[TUHS] Anyone know what a LANTERN is?
Alan D. Salewski
salewski at att.net
Sat Jul 29 17:06:33 AEST 2017
On 2017-07-28 13:46:40, Paul Ruizendaal spake thus:
> > Message: 1
> > Date: Thu, 27 Jul 2017 11:58:38 -0400
> > From: Random832 <random832 at fastmail.com>
> > To: tuhs at minnie.tuhs.org
> > Subject: [TUHS] Anyone know what a LANTERN is?
> > Message-ID:
> > <1501171118.69633.1054588920.11864815 at webmail.messagingengine.com>
> > Content-Type: text/plain; charset="utf-8"
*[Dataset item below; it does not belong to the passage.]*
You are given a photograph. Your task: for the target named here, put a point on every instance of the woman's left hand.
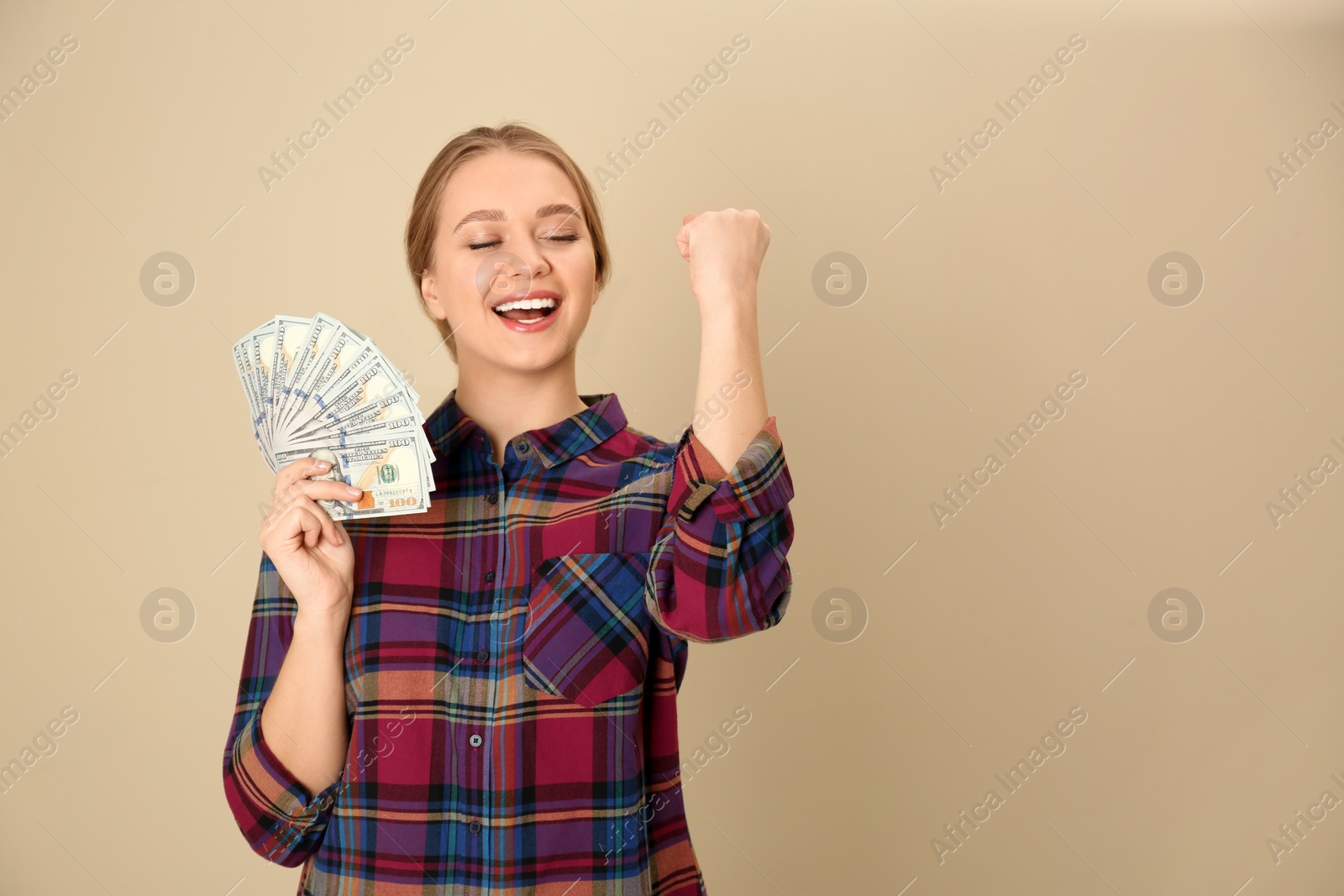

> > There is a character in the terminfo/curses alternate character set,
> > ACS_LANTERN, which is mapped to "i" in the VT100 alternate grapical
> > character set. This character is, in fact, on a real VT100/VT220 (and
> > therefore in most modern terminal emulators that support the full ACS),
> > "VT" (in 'control character picture' format, along with HT FF CR LF NL).
> > The ASCII mapping uses "#", and some CP437/etc mappings map it to the
> > double box drawing intersection character.
> > Was there ever a real 'lantern' character? The manpage mentions "some
> > characters from the AT&T 4410v1 added". What did it look like?
> There's two references in the termcap manpages:
> The second link mentions that the AT&T 4410 terminal added this glyph in the location of the VT100 VT glyph. Apparently what it looked like is lost, unless someone finds a detailed 4410 manual (or has a working one in the attic).
The wecho_wchar(3ncurses) page on my Debian box happens to mention
the following in a discussion about incorporating Unicode support:
· The lantern is a special case. It originated with the AT&T 4410
terminal in the early 1980s. There is no accessible documentation
depicting the lantern symbol on the AT&T terminal.
Lacking documentation, most readers assume that a storm lantern was
intended. But there are several possibilities, all with problems.
Unicode 6.0 (2010) does provide two lantern symbols: U+1F383 and
U+1F3EE. Those were not available in 2002, and are irrelevant
since they lie outside the BMP and as a result are not generally
available in terminals. They are not storm lanterns, in any case.
Most storm lanterns have a tapering glass chimney (to guard against
tipping); some have a wire grid protecting the chimney.
For the tapering appearance, ☃ U+2603 was adequate. In use on a
terminal, no one can tell what the image represents. Unicode calls
it a snowman.
Others have suggested these alternatives: § U+00A7 (section mark),
Θ U+0398 (theta), Φ U+03A6 (phi), δ U+03B4 (delta), ⌧ U+2327 (x in
a rectangle), ╬ U+256C (forms double vertical and horizontal), and
☒ U+2612 (ballot box with x).
 From a version 6.0+20170715-2 of the 'ncurses-doc' package:
$ man -aw wecho_wchar
$ dpkg -S $(man -aw wecho_wchar)
$ dpkg -l ncurses-doc | grep '^i'
ii ncurses-doc 6.0+20170715-2 all developer's guide and documentation for ncurses
 Which, AFAICT is a recent addition to the page, documented by the
below NEWS file entry:
+ improve discussion of line-drawing characters in curs_add_wch.3x
(prompted by discussion with Lorinczy Zsigmond).